Jest End – a collection of musical and visual parodies from the West End’s biggest, brightest and best shows, composed and written by Garry Lake – took to Waterloo East Theatre for a limited run and put forward a strong case for my favourite piece of the year.
Wickedly funny and entirely unprejudiced with its targets – no show is safe. From Les Misérables to Phantom, Matilda to Billy Elliot, Wicked to Miss Saigon – all the big shows get the Garry Lake treatment, and the cast are not afraid to mock their own appearances in shows either.
A fabulous quartet cast of Scott Garnham, Jodie Jacobs, Lizzy Connolly and Simon Bailey powered through two hours of costume changes, spoofing the shows, packing in the inside jokes and ultimately delivering quality vocals on the parody songs.
A nice mix of individual and ensemble performances, seamlessly linked together, it’s easy to forget it is just the four of them covering all the roles. Particular highlights were Scott Garnham’s portrayal of Killian Donnelly (in a Memphis/Kinky Boots mashup) and Lizzy Connolly’s pitch-perfect performance as a ‘Part Time Christine’ – a tribute to the casting arrangements over at Phantom of the Opera.
Jodie Jacobs had me in stitches throughout with her characters such as Billy Elliot and, in her words, “the only Jew in a Christmas show” for the Elf finale, but her skit as Sheridan Smith in Funny Girl, with Simon Bailey as an increasingly creepy David Babani – director of the Menier Chocolate Factory – in a Charlie and the Chocolate Factory parody, was just perfectly delivered.

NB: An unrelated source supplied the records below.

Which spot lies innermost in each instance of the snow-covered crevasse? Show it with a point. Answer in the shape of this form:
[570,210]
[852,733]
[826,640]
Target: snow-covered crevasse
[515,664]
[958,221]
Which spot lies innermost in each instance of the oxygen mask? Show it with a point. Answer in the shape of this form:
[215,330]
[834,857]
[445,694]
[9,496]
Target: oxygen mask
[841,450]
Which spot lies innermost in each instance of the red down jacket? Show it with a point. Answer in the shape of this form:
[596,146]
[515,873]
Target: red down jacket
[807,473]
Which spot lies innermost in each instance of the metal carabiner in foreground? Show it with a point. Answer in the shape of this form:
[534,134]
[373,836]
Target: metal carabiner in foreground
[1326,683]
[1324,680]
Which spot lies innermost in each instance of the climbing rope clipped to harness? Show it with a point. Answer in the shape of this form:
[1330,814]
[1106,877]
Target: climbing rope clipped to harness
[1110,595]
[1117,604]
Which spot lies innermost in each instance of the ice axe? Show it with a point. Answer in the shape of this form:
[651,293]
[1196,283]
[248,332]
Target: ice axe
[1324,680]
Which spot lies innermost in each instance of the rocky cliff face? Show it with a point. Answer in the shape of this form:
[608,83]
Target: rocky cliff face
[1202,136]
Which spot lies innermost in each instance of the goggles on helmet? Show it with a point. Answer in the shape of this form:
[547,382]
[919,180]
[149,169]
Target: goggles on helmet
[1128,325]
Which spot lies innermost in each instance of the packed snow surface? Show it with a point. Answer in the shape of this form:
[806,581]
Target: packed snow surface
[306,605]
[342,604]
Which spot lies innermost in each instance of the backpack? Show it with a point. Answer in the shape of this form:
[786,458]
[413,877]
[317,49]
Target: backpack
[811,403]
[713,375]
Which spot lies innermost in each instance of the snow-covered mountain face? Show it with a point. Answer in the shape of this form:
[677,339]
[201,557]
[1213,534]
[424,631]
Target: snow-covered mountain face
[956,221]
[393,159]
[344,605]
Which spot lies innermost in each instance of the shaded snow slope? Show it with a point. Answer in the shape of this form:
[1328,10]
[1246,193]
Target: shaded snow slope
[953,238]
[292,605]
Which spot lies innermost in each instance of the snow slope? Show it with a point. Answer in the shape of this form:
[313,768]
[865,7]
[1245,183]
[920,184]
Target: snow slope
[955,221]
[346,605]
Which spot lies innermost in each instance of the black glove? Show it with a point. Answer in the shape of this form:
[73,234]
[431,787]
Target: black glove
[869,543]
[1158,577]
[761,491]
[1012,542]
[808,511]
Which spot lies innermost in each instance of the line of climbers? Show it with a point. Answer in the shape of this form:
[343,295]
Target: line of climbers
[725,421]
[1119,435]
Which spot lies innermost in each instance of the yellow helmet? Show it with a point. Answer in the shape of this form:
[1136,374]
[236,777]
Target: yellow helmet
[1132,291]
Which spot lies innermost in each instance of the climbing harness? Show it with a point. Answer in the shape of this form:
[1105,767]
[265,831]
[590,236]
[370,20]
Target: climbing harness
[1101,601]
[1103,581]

I’d not seen this show before, but it seems to come back for a limited run every couple of years or so. Clearly new bits are added all the time, as it was all topical and relevant to today’s West End selection. In terms of prior in-depth knowledge of shows is concerned, it definitely helps some of the in-jokes land, but as long as you have a general overview of the main shows, you’ll enjoy this tongue-in-cheek view of Theatreland.